After the Super Bowl, there were a number of other “dad highlights.” Tom Brady remarked how this championship was different than the others because he had the chance to celebrate with his family. Bill Belichick was unusually vulnerable in his press conference when he said, “I guess the last thing I’ll say before I open it up [to questions from reporters] is the last time I won and I got Gatoraded, my dad was here. I was certainly thinking about him tonight, and I’m sure he was watching. I hope my mom is watching too, so, ‘Hi Mom.’” Similarly, the Patriots’ wide-receiver, Julian Edelman, also became emotional when he expressed gratitude to his dad for all the sacrifices he’d made for his kids, without which Julian’s opportunities to play football or even go to college would have never been possible.
Parents, you matter more than you realize.
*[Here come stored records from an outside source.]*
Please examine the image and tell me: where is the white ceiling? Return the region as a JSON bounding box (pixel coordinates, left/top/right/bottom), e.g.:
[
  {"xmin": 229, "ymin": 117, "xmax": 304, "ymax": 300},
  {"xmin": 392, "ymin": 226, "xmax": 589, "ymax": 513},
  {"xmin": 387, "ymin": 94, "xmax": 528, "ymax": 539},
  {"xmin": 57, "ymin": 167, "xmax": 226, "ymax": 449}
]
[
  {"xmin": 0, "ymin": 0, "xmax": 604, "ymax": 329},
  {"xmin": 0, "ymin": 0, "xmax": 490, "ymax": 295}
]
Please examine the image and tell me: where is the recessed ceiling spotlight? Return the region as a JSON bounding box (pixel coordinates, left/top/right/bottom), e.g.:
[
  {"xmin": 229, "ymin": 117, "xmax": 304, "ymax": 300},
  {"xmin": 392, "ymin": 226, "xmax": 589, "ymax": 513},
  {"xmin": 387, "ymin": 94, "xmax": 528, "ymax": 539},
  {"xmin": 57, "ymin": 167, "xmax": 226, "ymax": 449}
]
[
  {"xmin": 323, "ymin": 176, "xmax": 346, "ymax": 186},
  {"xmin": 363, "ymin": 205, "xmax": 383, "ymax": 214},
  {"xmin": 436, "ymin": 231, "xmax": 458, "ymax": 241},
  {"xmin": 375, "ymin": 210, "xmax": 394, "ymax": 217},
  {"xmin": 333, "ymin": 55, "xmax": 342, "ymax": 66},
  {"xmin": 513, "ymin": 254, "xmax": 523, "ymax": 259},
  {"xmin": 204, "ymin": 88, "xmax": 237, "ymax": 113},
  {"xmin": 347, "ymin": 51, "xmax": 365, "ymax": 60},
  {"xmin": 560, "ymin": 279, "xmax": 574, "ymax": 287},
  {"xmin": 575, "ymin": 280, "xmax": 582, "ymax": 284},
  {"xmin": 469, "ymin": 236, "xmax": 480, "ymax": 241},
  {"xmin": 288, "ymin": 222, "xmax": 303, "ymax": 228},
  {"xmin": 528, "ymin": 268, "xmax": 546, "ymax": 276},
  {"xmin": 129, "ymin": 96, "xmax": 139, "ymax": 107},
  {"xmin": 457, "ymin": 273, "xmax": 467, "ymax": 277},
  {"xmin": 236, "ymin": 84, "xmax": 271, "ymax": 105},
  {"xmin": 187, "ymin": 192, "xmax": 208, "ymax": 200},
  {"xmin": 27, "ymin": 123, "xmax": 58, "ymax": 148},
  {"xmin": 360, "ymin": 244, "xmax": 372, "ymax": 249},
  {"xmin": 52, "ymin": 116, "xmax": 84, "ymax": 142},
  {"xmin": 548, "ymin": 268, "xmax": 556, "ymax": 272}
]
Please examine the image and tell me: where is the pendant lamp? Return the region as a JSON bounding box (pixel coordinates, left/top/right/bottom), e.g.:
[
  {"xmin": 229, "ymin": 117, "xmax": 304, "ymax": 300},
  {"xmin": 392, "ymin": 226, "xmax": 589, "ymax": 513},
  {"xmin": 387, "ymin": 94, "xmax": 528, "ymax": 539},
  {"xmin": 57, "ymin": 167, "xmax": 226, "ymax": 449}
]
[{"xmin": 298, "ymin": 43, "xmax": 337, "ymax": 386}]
The impact you have on your kids will last for generations, and that’s not an exaggeration. Moms, you play a hugely important role in your children’s lives; be encouraged and know that this piece on dads is in no way meant to diminish your significance. Dads, show your kids what a strong and godly man looks like: how he plays, how he works, how he puts other people’s needs before his own, how he protects, and how he prays. The example you set for your children is something they will never forget.
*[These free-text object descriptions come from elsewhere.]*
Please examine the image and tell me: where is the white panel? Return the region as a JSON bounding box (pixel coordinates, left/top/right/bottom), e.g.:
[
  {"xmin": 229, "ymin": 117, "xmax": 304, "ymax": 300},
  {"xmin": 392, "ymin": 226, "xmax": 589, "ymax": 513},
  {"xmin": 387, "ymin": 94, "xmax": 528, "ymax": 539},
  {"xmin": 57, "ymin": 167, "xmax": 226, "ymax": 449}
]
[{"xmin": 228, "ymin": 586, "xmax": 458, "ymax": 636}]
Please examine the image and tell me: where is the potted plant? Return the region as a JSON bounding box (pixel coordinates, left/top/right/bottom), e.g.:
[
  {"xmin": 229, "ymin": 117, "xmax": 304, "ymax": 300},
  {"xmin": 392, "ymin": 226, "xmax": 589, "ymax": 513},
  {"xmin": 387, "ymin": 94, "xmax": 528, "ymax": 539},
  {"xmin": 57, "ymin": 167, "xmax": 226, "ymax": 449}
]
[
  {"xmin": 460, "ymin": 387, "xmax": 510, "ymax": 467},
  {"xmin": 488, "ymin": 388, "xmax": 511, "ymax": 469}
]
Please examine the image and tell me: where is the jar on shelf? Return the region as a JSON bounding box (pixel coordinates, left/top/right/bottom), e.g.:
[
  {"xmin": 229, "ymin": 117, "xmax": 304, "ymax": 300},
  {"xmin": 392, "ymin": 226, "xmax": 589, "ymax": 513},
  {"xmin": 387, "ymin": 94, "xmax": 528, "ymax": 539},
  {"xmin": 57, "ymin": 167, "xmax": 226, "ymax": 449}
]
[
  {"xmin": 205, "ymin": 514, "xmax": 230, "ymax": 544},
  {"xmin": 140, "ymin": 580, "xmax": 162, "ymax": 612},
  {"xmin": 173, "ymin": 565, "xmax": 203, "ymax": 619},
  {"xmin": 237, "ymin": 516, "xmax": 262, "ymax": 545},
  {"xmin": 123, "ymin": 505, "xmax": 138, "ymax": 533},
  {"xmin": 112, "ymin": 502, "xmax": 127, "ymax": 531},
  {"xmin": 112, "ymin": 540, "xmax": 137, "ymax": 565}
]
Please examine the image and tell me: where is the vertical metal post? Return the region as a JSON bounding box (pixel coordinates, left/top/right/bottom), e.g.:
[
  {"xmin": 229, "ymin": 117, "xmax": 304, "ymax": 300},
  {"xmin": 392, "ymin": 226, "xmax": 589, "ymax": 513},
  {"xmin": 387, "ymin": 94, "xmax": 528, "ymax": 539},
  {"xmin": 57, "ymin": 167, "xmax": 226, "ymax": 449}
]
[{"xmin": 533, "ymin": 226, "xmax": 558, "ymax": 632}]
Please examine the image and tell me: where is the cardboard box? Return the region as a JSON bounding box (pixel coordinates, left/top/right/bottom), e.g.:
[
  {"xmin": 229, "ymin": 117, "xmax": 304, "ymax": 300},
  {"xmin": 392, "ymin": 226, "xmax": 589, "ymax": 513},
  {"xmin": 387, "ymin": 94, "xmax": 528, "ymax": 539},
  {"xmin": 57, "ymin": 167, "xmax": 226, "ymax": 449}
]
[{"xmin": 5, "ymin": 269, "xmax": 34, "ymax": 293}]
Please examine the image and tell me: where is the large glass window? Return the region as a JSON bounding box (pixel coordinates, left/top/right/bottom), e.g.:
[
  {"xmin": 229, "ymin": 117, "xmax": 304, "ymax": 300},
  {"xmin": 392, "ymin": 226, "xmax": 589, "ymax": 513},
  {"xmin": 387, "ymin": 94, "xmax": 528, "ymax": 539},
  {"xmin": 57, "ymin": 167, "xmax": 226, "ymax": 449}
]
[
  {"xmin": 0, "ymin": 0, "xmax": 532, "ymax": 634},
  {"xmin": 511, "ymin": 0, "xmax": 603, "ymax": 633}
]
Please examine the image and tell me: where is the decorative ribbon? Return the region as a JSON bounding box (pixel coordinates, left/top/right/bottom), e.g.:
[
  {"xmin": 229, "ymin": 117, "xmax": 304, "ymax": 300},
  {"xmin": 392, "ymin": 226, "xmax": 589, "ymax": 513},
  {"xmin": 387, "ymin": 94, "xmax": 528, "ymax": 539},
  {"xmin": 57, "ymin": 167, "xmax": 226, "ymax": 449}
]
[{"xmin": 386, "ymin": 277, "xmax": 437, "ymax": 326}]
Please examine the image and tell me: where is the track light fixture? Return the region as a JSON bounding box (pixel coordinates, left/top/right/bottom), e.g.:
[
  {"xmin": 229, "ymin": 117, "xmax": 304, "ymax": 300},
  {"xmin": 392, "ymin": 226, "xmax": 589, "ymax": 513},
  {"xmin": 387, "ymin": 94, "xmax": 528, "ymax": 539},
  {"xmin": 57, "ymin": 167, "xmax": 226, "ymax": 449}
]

Much has been written about the fading role of fathers in our culture. As divorce continues to divide families, and as children are increasingly born into single-parent families, the need for father figures is increasingly common. Dads, your kids need you, and so do the boys and girls who don’t have a dad at home. Men, we need to step up and invest in the next generation. Children (young kids and teens) all need mature and godly men to look up to. It could be that their father is physically absent, emotionally absent, or maybe spiritually absent because he’s not a Christian. We need to be asking: how can the church serve as a “surrogate family” for these kids? How does our Father in Heaven speak over and to these kids very specifically?
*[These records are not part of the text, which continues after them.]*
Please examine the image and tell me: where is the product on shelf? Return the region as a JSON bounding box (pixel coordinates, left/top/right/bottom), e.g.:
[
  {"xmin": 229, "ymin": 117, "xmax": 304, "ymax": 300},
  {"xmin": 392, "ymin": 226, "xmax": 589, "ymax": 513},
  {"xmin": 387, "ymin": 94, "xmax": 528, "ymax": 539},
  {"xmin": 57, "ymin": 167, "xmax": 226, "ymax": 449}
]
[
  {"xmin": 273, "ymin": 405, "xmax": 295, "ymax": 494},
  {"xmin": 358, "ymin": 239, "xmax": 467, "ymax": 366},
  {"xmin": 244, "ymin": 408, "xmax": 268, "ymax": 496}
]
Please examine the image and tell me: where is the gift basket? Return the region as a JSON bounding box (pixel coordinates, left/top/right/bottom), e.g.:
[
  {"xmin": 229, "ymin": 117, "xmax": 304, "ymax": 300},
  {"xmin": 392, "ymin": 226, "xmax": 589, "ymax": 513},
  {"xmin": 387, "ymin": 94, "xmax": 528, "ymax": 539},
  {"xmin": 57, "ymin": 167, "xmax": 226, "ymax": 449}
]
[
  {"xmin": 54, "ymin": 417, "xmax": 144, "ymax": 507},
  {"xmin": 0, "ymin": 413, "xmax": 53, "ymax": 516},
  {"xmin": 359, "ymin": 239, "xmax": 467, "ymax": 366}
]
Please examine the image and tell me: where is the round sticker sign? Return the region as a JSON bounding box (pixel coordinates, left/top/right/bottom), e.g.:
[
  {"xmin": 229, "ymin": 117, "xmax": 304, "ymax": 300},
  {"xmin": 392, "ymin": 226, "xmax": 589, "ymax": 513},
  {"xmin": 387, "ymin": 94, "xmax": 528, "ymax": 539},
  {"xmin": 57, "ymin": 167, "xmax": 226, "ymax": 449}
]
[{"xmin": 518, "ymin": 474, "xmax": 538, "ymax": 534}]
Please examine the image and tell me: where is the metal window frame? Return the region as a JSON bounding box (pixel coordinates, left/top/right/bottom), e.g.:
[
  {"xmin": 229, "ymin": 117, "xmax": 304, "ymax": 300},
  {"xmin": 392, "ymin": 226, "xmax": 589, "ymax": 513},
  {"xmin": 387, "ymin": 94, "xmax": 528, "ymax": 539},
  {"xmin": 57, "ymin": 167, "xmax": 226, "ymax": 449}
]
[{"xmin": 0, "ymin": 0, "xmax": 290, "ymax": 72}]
May the Church lead the way when it comes to restoring the honor of dads, because our earthly fathers are reminders of our Heavenly Father. We know that here on earth, no dad is perfect, and some dads are simply terrible reflections of God’s fatherly love. But one thing is clear: dads matter. Dads matter because they reflect our Father in Heaven. A father’s love is powerful because it reflects the love and acceptance we were created to enjoy in our Heavenly Father, and when the Church steps into a kid’s life to care for him or her, it is a tangible expression of the adoption which is ours through faith in Jesus Christ. It is well worth considering the call of the Super Bowl’s “dad-vertising” to live into the fullness of how God has created us as men. And as the role of father is simultaneously so important and so challenging, let us point men to the grace of Christ as their only help. Without it, we are hopeless.